Spingarn Graduates Last Class This Week
Dorothy Rowley | 6/11/2013, 5:17 p.m.
After 61 years, an era rich in tradition and history is about to come to an end: Joel Elias Spingarn Senior High School in Northeast, will close its doors for good this summer.
But while the building will host its final class of graduates on June 13, it isn't because it has fallen into a state of ill repair or been victimized by tightened budget constraints.
The three-story colonial-style structure, which sits imposingly atop a hill between the Langton Terrace Dwellings and the Langston Golf Course, is one of 15 District public schools Chancellor Kaya Henderson has targeted for closure due to declined enrollments, under-use and low student test scores.
Marty Tapscott, 76, who graduated in 1954, is among alumni who are disappointed over the closing of their beloved alma mater.
"I understand that there aren't enough students and that the school isn't performing to standards," said Tapscott, who retired in 1995 as a Richmond, Va., police chief.
"But my concern is that we’re losing an important piece of history in D.C. When I attended high school, Spingarn was the only black school we had on that side of the city," he said. "I remember having to catch a bus to go all the way up to Dunbar from Oklahoma Avenue during my first year of high school.
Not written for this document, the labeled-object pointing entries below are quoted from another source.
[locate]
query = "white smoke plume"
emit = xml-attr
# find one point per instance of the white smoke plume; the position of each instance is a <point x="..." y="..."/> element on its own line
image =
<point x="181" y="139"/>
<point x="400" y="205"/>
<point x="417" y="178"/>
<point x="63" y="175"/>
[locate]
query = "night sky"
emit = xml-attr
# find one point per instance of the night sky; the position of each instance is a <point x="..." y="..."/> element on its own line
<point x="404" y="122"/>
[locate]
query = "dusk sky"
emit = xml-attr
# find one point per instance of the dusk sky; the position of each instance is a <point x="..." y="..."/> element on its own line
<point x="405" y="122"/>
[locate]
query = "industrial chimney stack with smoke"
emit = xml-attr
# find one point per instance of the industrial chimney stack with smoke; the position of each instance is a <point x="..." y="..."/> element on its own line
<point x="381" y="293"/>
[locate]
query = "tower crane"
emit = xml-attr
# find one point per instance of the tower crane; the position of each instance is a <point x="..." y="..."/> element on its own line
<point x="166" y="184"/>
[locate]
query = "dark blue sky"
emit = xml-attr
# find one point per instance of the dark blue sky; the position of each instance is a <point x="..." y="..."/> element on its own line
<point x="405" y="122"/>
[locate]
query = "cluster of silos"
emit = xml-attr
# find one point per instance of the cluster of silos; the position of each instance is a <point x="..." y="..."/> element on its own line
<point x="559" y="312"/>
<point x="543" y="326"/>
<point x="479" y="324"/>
And, I had to pass Eastern High School to get there. So when they built Spingarn that was really a good thing."
Spingarn is also known for its iconic basketball program where several NBA legends like Elgin Baylor, Earl Jones and Detroit Mayor Dave Bing got their start as part of the Green Wave.
The team hosted its final home game in February, and, like this week's closing of the school, it was a bittersweet event.
When Spingarn, named for the Jewish American educator from New York opened in 1952, it was the first high school to he constructed in the District in nearly 40 years. Spingarn was recently listed among the D.C. Inventory of Historic Sites and on the National Register of Historic Places.
Construction on Spingarn began in 1950 with costs totaling $3.5 million. The school opened in 1952, just a few years after the Supreme Court struck down the concept of segregated school systems. During that time, in addition to its distinction as the newest and most modern of the District's schools, Spingarn was the top school for black students.
"Spingarn was 'the school' back then," said Arthur Scandrett, who graduated from the school in 1959. "My class had 300 students and just about every one of us graduated."
Scrandett, who boasts of never missing a day of his high school years, added that attending Spingarn wasn't all about the books.
"We had many, many good times," the 71-year-old real estate salesman said. "A group of juniors and seniors got together almost every weekend and we threw a house party,” he recalled. “We didn’t have the guns and fighting like the kids have today, because we were taught by our parents and teachers to respect each other.”
Spingarn's final graduation takes place at 6 p.m., Thursday, June 13 at the school, located at 2500 Benning Road NE.